Saaed Ajmal has been banned from cricket for six months after the ICC found the Pakistan star guilty of an illegal bowling action, according to BBC Sport.
Ajmal, who has promised fans he will work on his action in order to make a return, has taken over 400 wickets for his country, including 178 in Tests.
Now the possibility has even been touted that his ‘throwing’ method was the secret to his success. The timing of the decision threatens to wreck his international career, with the ICC World Cup in Australia and New Zealand less than six months away.
Ranked as the world’s number one ODI bowler, the news will come as a huge blow to an already besieged Pakistan side.
He has also spent part of the season plying his trade with Worcestershire, helping the Rapids to the top of Division Two as the County Championship’s leading wicket-taker.

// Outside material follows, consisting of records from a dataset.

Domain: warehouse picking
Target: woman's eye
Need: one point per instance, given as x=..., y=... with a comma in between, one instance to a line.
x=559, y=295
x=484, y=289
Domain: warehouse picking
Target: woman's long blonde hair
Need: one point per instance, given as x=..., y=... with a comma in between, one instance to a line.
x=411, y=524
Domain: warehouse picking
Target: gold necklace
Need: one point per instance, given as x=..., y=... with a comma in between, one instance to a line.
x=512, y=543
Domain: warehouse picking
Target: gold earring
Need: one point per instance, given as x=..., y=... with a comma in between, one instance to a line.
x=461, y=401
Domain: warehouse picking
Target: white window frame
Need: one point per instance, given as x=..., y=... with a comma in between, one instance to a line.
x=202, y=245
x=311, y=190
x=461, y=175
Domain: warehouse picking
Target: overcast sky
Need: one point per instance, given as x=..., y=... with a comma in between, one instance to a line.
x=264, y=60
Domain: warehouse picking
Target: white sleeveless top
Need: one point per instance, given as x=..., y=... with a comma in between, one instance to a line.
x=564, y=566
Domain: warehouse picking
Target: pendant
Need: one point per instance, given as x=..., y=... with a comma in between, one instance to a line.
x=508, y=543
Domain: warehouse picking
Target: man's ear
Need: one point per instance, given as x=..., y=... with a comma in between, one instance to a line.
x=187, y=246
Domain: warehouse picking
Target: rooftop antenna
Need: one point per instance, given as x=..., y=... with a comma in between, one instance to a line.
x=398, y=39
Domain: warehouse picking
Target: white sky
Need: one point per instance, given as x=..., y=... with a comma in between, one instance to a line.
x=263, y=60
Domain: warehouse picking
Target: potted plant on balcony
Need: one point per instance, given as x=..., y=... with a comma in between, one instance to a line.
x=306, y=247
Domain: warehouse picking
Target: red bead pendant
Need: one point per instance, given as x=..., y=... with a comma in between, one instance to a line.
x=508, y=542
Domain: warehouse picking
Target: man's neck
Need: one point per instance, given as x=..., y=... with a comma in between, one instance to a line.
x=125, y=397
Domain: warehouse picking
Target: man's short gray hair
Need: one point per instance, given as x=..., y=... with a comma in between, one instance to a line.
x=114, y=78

However, he has not featured for them in two months while he has been away with Pakistan, and it appears that his suspect action has finally come to the attention of the ICC.
The ECB have confirmed that the ban is effective worldwide, meaning he will play no further part in their bid for promotion, even though he has never been investigated for his action whilst playing for them.
An ICC statement revealed that, following Ajmal being reported during a Test against Sri Lanka last month: “All his deliveries exceeded the 15 degrees” rule, which dictates how much bowlers are allowed to bend their arms.
Ajmal's World Cup in doubt
The 36-year-old insists it is still possible for him to make a return before the World Cup, but a spokesman for the Pakistan Cricket Board told the BBC that such a scenario would be unlikely, while also hinting that the ban could prove the end of Ajmal’s international career. Worcestershire did not comment on whether he will return to New Road next season.
Although Ajmal is currently looking at a period in the international wilderness, he is able to appeal once he has corrected his action.
His is the latest case in a year that has seen the ICC make an effort to clamp down on illegal action. New Zealand’s Kane Williamson and Sri Lanka’s Sachithra Senanayake were both reported in July, and Prosper Utseya of Zimbabwe and Bangladesh’s Sohag Gazi are also being investigated following allegations in August.
The ICC have had to deal with their own set of accusations, in particular that the suspensions being handed down are too harsh. Nonetheless, their instigation of the ’15 degrees’ rule – which allowed the unique bowling style of Muttiah Muralitheran - has encouraged bowlers to push the rules to the limit.